Our Research

Precision Exercise Medicine for the Brain: Untangling the Neurotrophic Benefits of Exercise

Our work straddles the fields of neuroscience and metabolism, using an integrated physiology approach to understand diseases of the Central Nervous System (CNS). Regular exercise plays an essential role in maintaining healthy neurocognitive function and immunometabolism in the brain. However, the detailed molecular signals that communicate from the periphery to the brain during exercise remain poorly understood. We have recently identified specific skeletal muscle pathways that potentially drive the benefits of exercise in the aging and neurodegenerative disease brain. The ultimate goal of our lab is to understand the molecular determinants underlying the beneficial effects of exercise on the brain.

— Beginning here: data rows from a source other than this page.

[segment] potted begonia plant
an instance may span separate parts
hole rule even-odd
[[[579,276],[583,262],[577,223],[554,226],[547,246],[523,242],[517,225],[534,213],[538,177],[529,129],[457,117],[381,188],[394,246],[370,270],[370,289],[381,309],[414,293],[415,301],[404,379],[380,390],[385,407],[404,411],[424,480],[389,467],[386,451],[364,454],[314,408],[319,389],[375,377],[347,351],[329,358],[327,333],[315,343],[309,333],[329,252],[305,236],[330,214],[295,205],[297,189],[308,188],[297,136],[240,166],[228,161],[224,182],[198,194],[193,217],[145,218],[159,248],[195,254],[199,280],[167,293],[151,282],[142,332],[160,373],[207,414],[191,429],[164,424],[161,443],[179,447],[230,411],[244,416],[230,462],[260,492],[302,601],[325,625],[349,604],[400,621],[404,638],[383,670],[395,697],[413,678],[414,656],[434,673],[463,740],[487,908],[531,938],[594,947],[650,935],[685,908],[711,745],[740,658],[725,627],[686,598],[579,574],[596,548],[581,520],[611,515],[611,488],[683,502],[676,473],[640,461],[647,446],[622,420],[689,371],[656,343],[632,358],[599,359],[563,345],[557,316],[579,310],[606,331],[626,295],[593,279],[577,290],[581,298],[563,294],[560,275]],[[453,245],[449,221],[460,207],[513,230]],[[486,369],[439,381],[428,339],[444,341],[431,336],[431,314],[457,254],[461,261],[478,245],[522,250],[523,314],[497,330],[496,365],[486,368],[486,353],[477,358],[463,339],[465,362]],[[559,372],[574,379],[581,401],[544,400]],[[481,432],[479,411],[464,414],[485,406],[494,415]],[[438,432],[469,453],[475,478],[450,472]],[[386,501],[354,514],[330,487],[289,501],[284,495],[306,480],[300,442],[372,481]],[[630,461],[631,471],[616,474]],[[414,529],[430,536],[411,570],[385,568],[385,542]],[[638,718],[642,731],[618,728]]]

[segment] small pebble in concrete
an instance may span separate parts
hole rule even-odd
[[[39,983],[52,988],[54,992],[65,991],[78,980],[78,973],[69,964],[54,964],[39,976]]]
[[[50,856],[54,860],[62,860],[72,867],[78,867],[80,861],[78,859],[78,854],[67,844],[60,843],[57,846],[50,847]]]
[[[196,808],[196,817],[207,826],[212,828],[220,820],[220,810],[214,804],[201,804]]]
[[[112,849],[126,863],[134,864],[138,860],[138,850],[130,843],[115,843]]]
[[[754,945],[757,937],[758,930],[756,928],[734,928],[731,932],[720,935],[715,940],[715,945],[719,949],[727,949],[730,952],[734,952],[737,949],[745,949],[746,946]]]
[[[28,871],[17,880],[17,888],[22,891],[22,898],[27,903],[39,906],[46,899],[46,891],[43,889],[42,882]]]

Skeletal muscle and the CNS share similar transcriptional alterations in metabolic pathways during aging, suggesting common pathways that culminate in age-associated metabolic drift. However, the complex molecular and endocrine mechanisms that underlie these global transcriptional changes, and the role they play in driving the established local and systemic benefits of exercise remains poorly understood.
We are building an integrated transcriptional precision medicine atlas between skeletal muscle and the CNS, determine the nodes of muscle metabolism that drive exercise-dependent neuroprotection and isolate the contribution of skeletal muscle protein homeostasis (proteostasis) to this process.

This new and substantively different approach to integrated neuroscience will contribute to a paradigm shift in our current view of inter-organ communication, directly integrating metabolic and transcriptional changes in the periphery to CNS function and health.

Long Term Goals

In the next 5-10 years, we will identify exactly how exercise is good for the brain. We are uniquely positioned to answer this question given our research strengths in neuroscience, exercise physiology and brain aging, as well as our powerful animal model with targeted activation of our newly identified inter-organ communication network that is also highly responsive to exercise (ie. the muscle to brain axis). Using differential network analysis of data from biochemical and phenotypic assays, machine learning and integrated network analyses, we will unravel how age, sex, diet, genetics, and other critical factors can modify brain responses to exercise (Figure 1). We will be working towards developing ‘exercise in a pill’ therapies for age- and neurodegenerative disease-associated cognitive decline (Figure 1).